Cade shrugged. “Just nosing around.” His brother knew him as well as anyone. And no, it was genetically impossible for him to sit around and do nothing to help Sunny Templeton when he felt responsible for aiding and abetting Meeks in defeating her. His guilt and sense of responsibility had escalated with every incident reported in the paper, on the Internet, and each damned late-night show.
And honest to God, she was driving him crazy. She’d looked like trouble the first time he’d seen that damn flyer.

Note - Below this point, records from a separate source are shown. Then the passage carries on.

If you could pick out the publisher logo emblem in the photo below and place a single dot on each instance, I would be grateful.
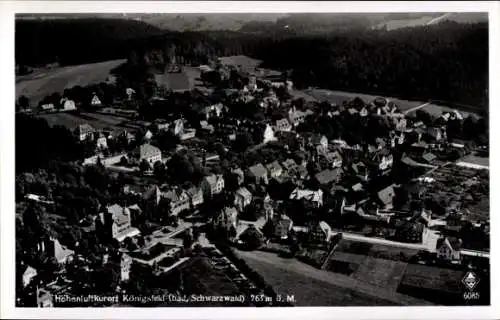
(470, 280)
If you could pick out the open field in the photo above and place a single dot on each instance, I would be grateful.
(41, 84)
(243, 62)
(381, 272)
(364, 267)
(313, 287)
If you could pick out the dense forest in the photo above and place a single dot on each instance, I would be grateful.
(447, 61)
(76, 41)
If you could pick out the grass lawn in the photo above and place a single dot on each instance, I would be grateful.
(246, 63)
(380, 272)
(308, 291)
(98, 121)
(39, 85)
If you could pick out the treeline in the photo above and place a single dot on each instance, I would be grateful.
(446, 62)
(37, 143)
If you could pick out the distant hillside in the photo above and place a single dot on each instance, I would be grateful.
(433, 18)
(75, 41)
(318, 23)
(204, 22)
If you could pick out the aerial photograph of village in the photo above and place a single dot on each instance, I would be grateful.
(258, 160)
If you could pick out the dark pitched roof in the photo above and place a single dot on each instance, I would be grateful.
(386, 195)
(455, 243)
(429, 157)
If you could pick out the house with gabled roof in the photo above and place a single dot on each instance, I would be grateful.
(47, 107)
(258, 174)
(84, 131)
(28, 275)
(386, 196)
(283, 125)
(429, 157)
(212, 185)
(62, 254)
(242, 198)
(282, 227)
(121, 224)
(383, 159)
(95, 102)
(320, 142)
(314, 197)
(319, 233)
(196, 196)
(334, 159)
(326, 177)
(148, 152)
(68, 105)
(274, 169)
(178, 200)
(360, 170)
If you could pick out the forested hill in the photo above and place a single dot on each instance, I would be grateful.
(76, 41)
(447, 61)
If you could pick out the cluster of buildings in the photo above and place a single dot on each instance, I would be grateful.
(320, 180)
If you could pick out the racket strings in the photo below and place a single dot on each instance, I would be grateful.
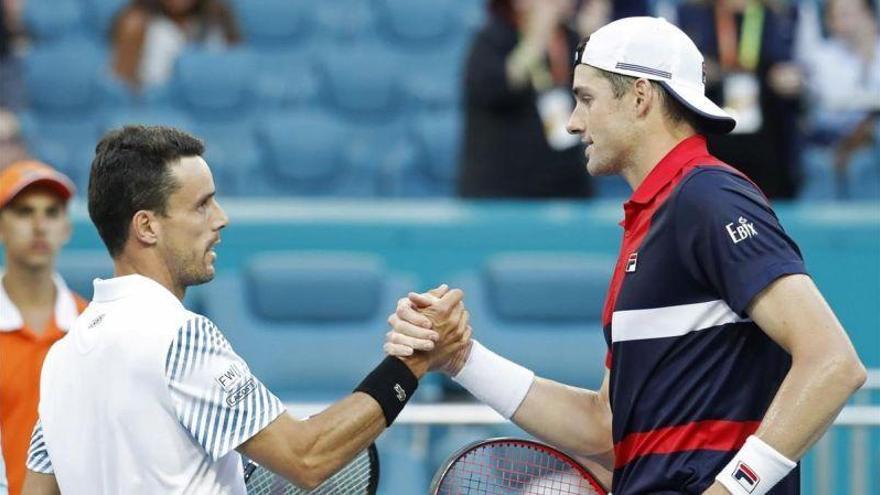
(507, 470)
(353, 479)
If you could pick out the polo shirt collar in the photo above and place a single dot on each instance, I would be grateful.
(668, 167)
(111, 289)
(65, 308)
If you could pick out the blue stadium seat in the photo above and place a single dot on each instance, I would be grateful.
(53, 20)
(612, 186)
(152, 115)
(309, 153)
(234, 156)
(80, 268)
(433, 168)
(284, 79)
(543, 310)
(424, 23)
(100, 16)
(213, 85)
(274, 23)
(69, 78)
(362, 81)
(66, 143)
(433, 80)
(861, 180)
(350, 20)
(310, 325)
(386, 152)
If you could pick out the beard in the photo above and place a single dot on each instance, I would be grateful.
(191, 268)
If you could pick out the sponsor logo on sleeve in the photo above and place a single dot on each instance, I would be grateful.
(741, 230)
(237, 382)
(746, 477)
(631, 263)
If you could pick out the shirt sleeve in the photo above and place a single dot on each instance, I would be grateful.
(217, 399)
(38, 454)
(729, 237)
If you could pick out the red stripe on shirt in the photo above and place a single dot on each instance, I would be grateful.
(700, 435)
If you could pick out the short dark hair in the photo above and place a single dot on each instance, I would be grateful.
(131, 172)
(672, 108)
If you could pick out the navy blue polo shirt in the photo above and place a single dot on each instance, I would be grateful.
(690, 374)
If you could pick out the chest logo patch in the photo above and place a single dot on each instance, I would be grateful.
(631, 263)
(742, 230)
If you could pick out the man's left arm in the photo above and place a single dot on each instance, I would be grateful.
(825, 369)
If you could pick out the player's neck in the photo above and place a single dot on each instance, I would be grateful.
(651, 150)
(29, 287)
(149, 267)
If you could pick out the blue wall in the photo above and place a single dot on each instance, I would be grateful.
(435, 240)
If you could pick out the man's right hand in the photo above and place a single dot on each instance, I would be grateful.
(426, 322)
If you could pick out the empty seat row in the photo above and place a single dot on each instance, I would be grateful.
(281, 23)
(306, 152)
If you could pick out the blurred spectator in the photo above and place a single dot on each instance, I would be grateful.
(148, 35)
(749, 50)
(36, 307)
(11, 84)
(843, 71)
(518, 99)
(12, 148)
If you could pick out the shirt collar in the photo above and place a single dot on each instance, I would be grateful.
(65, 308)
(667, 168)
(110, 289)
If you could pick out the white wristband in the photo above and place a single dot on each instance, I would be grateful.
(495, 381)
(755, 469)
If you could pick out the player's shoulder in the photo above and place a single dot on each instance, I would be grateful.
(200, 330)
(712, 187)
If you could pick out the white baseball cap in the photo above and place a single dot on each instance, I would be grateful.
(652, 48)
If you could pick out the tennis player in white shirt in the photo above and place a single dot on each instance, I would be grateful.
(146, 397)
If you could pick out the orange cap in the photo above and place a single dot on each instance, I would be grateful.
(20, 175)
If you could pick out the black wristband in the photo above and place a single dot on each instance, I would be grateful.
(392, 384)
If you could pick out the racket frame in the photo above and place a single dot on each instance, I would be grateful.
(447, 465)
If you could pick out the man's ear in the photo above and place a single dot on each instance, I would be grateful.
(645, 96)
(145, 227)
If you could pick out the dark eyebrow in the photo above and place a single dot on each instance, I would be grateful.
(205, 197)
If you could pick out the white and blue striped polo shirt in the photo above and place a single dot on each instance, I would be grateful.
(145, 397)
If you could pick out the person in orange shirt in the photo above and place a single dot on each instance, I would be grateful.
(36, 307)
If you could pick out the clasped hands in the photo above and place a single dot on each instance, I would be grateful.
(432, 328)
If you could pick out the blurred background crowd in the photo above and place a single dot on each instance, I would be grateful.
(394, 98)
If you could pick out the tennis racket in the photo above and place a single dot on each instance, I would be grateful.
(510, 466)
(358, 477)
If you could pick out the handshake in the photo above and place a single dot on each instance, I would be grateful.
(430, 331)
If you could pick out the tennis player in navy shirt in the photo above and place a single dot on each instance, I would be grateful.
(725, 363)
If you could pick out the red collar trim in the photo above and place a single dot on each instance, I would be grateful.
(666, 169)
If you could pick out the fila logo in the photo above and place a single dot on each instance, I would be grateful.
(97, 321)
(631, 263)
(745, 230)
(746, 477)
(401, 393)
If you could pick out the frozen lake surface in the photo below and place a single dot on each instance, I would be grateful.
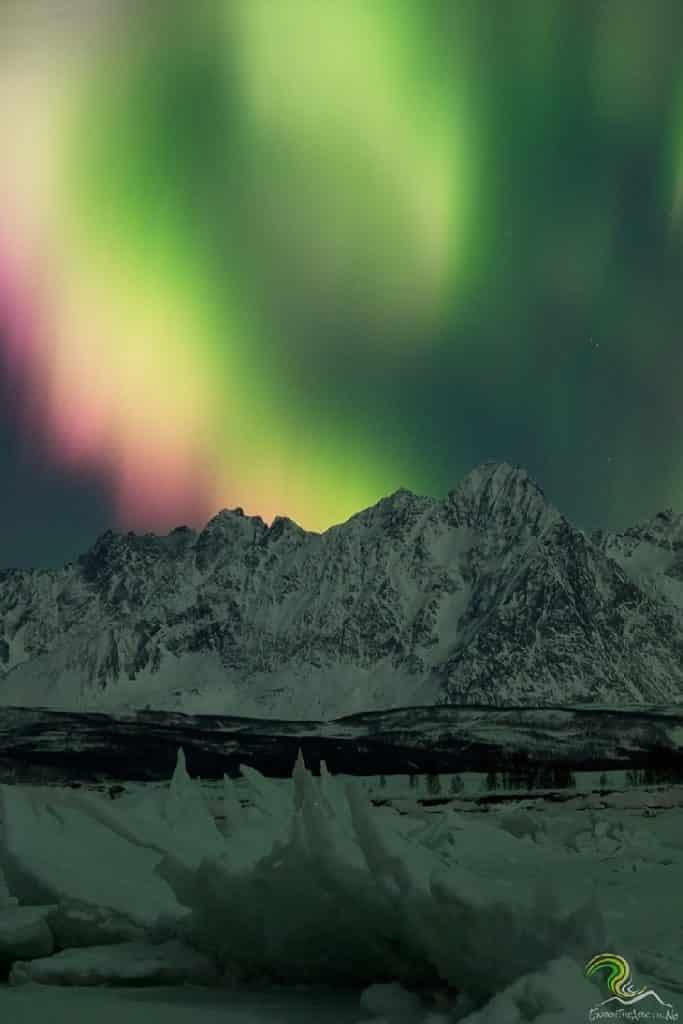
(250, 888)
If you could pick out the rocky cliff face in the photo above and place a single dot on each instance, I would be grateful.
(487, 596)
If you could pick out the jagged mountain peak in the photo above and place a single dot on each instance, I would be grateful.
(500, 492)
(488, 596)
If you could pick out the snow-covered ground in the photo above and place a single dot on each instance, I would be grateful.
(402, 912)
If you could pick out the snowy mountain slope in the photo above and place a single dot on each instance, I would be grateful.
(650, 554)
(488, 596)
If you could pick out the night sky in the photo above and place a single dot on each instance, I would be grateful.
(294, 254)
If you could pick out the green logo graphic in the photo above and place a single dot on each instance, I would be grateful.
(619, 983)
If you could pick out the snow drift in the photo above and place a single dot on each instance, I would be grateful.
(310, 884)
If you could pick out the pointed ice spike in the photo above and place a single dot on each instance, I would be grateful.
(298, 776)
(231, 806)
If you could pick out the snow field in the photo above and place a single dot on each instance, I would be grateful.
(435, 916)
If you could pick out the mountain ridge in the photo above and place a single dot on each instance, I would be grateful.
(488, 595)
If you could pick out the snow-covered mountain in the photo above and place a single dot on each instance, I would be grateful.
(487, 596)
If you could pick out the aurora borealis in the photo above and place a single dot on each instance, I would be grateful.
(294, 254)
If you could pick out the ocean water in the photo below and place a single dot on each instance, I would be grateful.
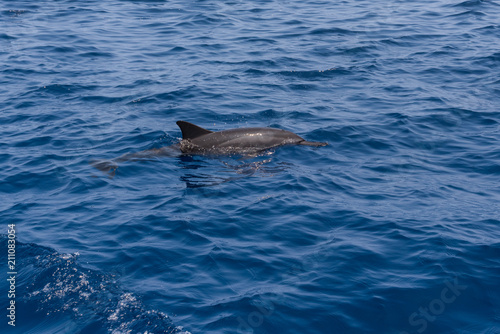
(394, 227)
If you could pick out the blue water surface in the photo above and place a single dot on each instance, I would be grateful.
(394, 227)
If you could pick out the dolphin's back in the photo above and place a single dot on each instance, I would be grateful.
(197, 139)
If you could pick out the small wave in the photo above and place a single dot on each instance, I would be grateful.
(56, 285)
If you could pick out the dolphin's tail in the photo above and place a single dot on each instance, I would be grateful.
(312, 143)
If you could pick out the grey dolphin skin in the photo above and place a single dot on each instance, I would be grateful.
(242, 140)
(196, 140)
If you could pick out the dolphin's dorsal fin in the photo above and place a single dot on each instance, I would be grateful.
(191, 131)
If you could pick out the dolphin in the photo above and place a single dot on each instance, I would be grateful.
(197, 140)
(241, 140)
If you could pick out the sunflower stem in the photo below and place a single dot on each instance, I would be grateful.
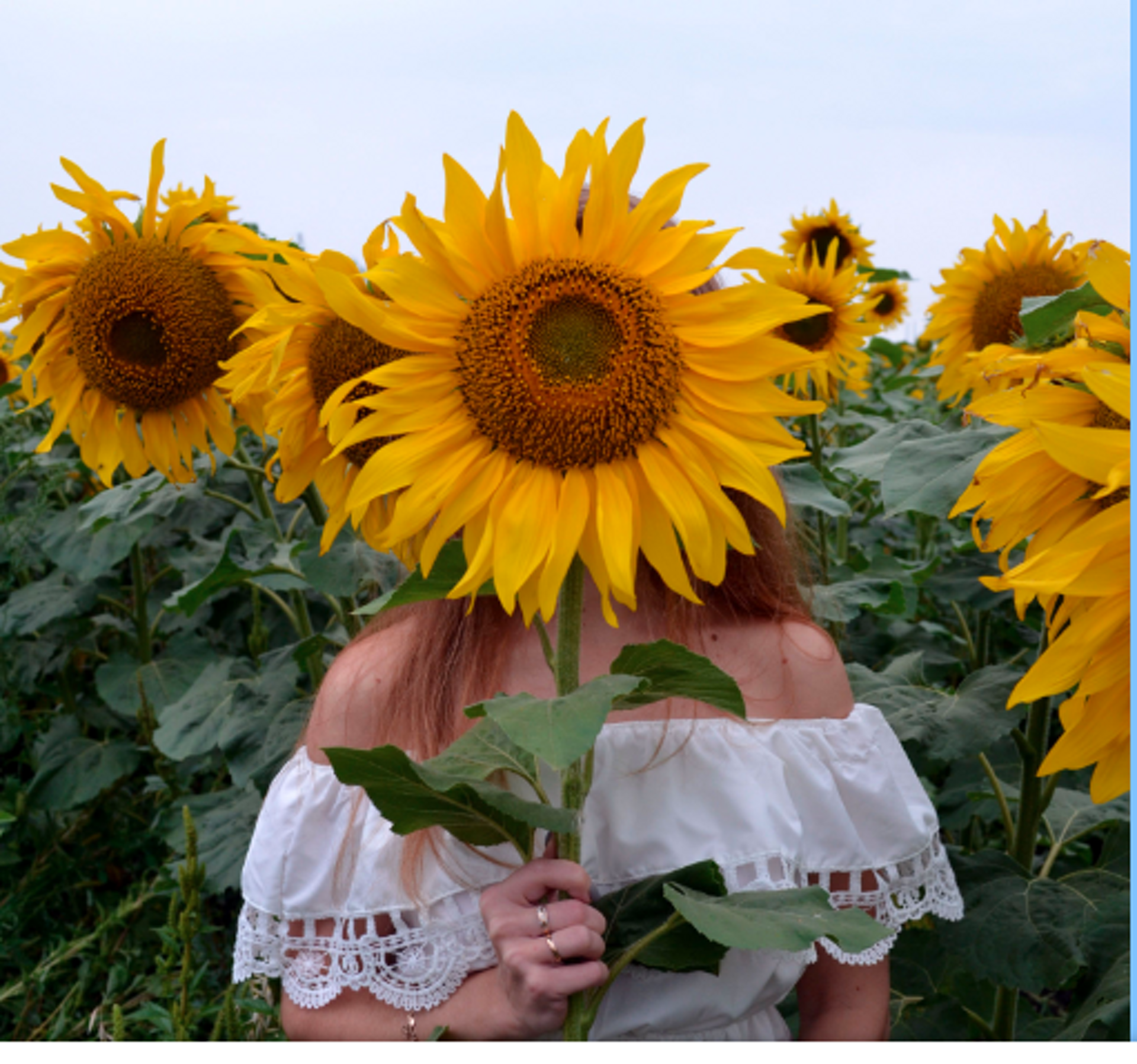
(142, 616)
(573, 780)
(1024, 842)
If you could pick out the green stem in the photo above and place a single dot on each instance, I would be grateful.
(1026, 834)
(142, 617)
(1000, 797)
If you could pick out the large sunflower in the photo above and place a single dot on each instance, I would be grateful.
(128, 323)
(836, 336)
(815, 233)
(568, 393)
(1064, 480)
(977, 316)
(886, 304)
(303, 353)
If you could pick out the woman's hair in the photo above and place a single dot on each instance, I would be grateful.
(457, 655)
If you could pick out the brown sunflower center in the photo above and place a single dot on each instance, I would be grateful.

How he felt about her was…complicated…which was stupid considering he’d never met her, didn’t want to meet her. He’d found it impossible to toss that sheet of paper. Instead he’d stuck it in his desk. Every time he opened his drawer and saw it, something inside him shifted. He didn’t like things shifting inside him. He ought to just toss it but he couldn’t quite make himself do it. Sunny Templeton had become a phantom PITA—a real Pain In The Ass.
The sooner Jones found something on Meeks, and his gut told him there was something to be found, the sooner he could turn it over to Sunny Templeton to use and then wash his hands of her. Then he’d toss the flyer.
“By the way, Georgia wanted me to remind you that you need to stop by the formal wear shop to be fitted for the tux. My best man’s got to be jam up on the big day and she says we big boys are gonna require special orders.”
Okay, once upon a time he and Linc had known one another well but his brother in love was something of a stranger at times. Linc was yet another cautionary tale in Cade’s life. This was what love reduced men to. He was tempted to ask Linc if he still actually had a dick but that would only piss him off. Instead Cade stood and stretched. “Yeah, I’ll get by there sometime this week.”
“I’ll let Georgia know,” Linc said, wandering back to his office, doubtless to call Georgia.
Cade supposed if Linc had to be an idiot in love at least he’d chosen well. Cade liked Georgia. He also liked Gracie’s fiancé well enough. He grabbed the paperwork on his latest FTA apprehension off his desk and walked it out to Marlene.
“Thanks,” she said, without looking up from the computer monitor. “You know, I’m thinking about signing up for one of those online dating things.”
Cade shook his head. That was random. Had he just heard her correctly? “Did you say online dating?”
“Yeah. You know, one of those Internet matchmaking things.”
He had heard right.
“The hell you say!” Martin bellowed from his office. Apparently his father had heard, as well. Great. Martin stomped out to join them, a bottled Coke in his hand. At six foot six he stood two inches taller than Cade and still didn’t carry an ounce of spare flesh. “What’s wrong with you, woman?”